Op 27 januari 2022 heeft de Rechtbank Rotterdam uitspraak gedaan in een bestuursrechtelijke zaak (zaaknummer ROT 21/2732) waarbij de bestuursrechter zich onbevoegd verklaarde. De eiser had van de verweerder een nettobedrag van € 319,14 ontvangen over de periode van 18 juni 2018 tot en met 15 juli 2018 en had hiertegen beroep ingesteld bij de bestuursrechter, omdat hij het bedrag te laag vond. De rechtbank heeft vastgesteld dat de uitbetaling voortvloeit uit een privaatrechtelijke overeenkomst en dat de verweerder geen bestuursorgaan is. Hierdoor was er geen sprake van een besluit of een daarmee gelijkgestelde handeling van een bestuursorgaan, wat de bestuursrechter onbevoegd maakte om over de zaak te oordelen.

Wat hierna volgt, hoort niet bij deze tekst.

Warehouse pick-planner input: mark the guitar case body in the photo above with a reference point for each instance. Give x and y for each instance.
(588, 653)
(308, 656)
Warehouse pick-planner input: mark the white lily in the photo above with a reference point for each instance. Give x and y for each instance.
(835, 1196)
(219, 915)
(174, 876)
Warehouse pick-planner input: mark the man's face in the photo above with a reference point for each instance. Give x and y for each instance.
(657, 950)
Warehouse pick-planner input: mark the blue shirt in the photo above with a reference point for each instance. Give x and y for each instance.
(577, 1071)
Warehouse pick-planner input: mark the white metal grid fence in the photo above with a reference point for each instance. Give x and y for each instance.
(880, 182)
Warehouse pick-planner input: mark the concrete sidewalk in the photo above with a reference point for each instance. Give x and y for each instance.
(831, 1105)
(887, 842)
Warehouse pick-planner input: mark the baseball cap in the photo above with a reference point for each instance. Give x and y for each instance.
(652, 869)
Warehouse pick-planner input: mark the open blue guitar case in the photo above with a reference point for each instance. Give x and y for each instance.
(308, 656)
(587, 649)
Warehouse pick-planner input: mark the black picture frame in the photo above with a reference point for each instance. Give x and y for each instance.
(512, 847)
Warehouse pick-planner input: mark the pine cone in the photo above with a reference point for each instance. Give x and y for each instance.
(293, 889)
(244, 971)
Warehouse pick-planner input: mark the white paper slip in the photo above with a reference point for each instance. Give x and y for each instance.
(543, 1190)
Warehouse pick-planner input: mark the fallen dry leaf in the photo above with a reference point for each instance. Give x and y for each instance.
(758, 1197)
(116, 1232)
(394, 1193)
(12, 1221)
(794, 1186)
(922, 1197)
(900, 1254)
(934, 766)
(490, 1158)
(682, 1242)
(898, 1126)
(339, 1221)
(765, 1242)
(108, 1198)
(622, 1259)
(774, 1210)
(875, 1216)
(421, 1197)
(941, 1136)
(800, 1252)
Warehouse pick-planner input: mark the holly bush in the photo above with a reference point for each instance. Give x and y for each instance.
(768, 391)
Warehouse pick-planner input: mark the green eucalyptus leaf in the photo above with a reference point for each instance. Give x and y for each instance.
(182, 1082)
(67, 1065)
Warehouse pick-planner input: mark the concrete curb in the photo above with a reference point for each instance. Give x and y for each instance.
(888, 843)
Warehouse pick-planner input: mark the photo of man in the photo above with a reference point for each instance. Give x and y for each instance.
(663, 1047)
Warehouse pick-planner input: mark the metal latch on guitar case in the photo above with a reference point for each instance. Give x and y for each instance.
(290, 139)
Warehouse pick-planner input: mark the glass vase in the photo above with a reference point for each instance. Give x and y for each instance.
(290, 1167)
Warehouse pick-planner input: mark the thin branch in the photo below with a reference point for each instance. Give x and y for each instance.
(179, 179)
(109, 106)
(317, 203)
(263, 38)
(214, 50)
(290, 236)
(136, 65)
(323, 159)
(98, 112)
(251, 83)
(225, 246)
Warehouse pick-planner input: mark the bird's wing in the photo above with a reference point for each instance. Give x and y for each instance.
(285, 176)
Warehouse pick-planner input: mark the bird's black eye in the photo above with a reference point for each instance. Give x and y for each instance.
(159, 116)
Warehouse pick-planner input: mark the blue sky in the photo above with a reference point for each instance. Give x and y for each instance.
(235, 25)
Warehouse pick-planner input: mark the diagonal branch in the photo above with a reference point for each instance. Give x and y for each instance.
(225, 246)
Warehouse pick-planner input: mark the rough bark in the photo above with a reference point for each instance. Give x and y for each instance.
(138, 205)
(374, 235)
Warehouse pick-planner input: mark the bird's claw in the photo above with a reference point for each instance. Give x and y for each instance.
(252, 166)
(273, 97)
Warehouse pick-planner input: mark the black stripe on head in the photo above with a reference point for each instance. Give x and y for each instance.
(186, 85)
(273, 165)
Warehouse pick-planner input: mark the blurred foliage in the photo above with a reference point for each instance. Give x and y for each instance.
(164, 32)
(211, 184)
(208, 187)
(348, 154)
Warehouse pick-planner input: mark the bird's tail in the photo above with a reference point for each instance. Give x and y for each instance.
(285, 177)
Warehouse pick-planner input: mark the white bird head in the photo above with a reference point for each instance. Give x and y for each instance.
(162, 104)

De rechtbank heeft in haar overwegingen benadrukt dat alleen beroep kan worden ingesteld tegen besluiten van bestuursorganen. Aangezien de verweerder in deze zaak geen bestuursorgaan is, kon de eiser niet bij de bestuursrechter terecht. De rechtbank heeft de eiser geadviseerd om een vordering bij de burgerlijke rechter in te stellen. Tevens is er geen aanleiding voor een proceskostenveroordeling en zal het door de eiser betaalde griffierecht van € 181,00 worden teruggestort.
De uitspraak is gedaan door mr. W.P.M. Jurgens, rechter, in aanwezigheid van mr. P.F.H.M. Terstegge, griffier. De uitspraak is openbaar uitgesproken en een afschrift is verzonden aan de betrokken partijen. Eiser heeft de mogelijkheid om binnen zes weken na verzending van de uitspraak een verzetschrift in te dienen als hij het niet eens is met de uitspraak.